The Liberty Gazette
July 10, 2018Ely Air Lines
By Mike Ely and Linda Street-Ely
Linda: Last year we received a full refund from everyone we had paid for our Croatia vacation when Hurricane Harvey came to maul South Texas. Air France, Airbnb, even the ferry services and the Dubrovnik Symphony were sympathetic and helpful. Whenever you’re ready, we look forward to welcoming you, they all said.
I’d been so excited about the Dubrovnik Symphony that I vowed our future trip would be planned around it. And so it was.
When we decided to take the trip in May, the first place we consulted was the Dubrovnik Symphony calendar. Often, they perform in the atrium of Rector’s Palace, an intimate setting with, we’re told, amazing sound. But on Friday, May 11, the musicians would gather at the Museum of Modern Art and offer their beautiful sound in the open air patio. This would be youth night, where four outstanding high school students would perform solo pieces, with the symphony backing them up. We had second-row seats.
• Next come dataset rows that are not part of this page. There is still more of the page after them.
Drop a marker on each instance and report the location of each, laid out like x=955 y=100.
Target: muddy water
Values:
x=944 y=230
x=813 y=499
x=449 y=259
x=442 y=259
With a gentle, fatherly kind of smile, Maestro Noam Zur, an Israeli, stretched out his arms to welcome each of the teens in turn up to the front to play their piece. I thought of our Fine Arts Society of Liberty Texas and the scholarships we would soon be sending out. These Croatian kids, like the ones here in our area, are incredibly talented and I fell in love with the city and their symphony as I knew I would.
My sister, too, fell in love with Dubrovnik when she visited 30-some years ago, when the country was part of Yugoslavia. She told us about the old wall and the sheer beauty of the city. She was right.
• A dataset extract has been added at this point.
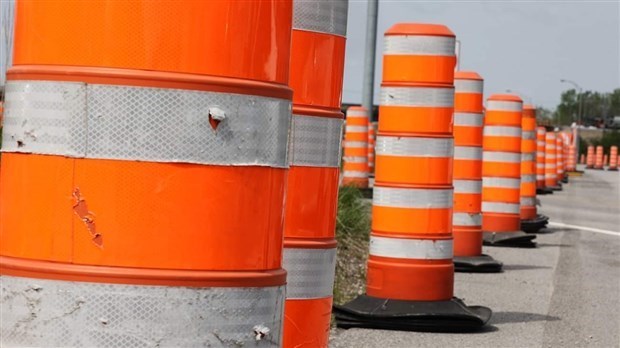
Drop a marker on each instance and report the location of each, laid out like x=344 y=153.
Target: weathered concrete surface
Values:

Dubrovnik, the Pearl of the Adriatic, is a medieval city with a medieval infrastructure and street network. Fortresses, canons, and 13-foot-wide limestone walls have protected citizens inside since the 12th century. The walls have never been breached by an enemy and were about all that was left standing after the 1667 earthquake. We climbed the steps 80 feet to the top to join others from around the world on a leisurely 1.2 mile walk above the city
What a beautiful view! Red roofs on ancient stone architecture in varied shades of white, all built at different times after the earthquake, reflect the Gothic, Renaissance, and Baroque periods. Massive monasteries and elaborate cathedrals attract. Shops and restaurants flank the wide main street of polished stone and are tucked into romantic, narrow alleyways. The gardens here would make any master gardener jealous. And the steps—oh, the steps! Dubrovnik is built on steps in an intricate and complex system of forts, bastions, casemates, and towers. We’re not TV-watchers, but they say a show called Game of Thrones is or was filmed here.
Lovrijenac Fortress, just outside the city walls, rises from a 121-foot-high cliff. Adriatic waves rippled in the harbor. Kayaks and sailboats dotted the seascape for a postcard view at any angle. Croatia has captured my heart.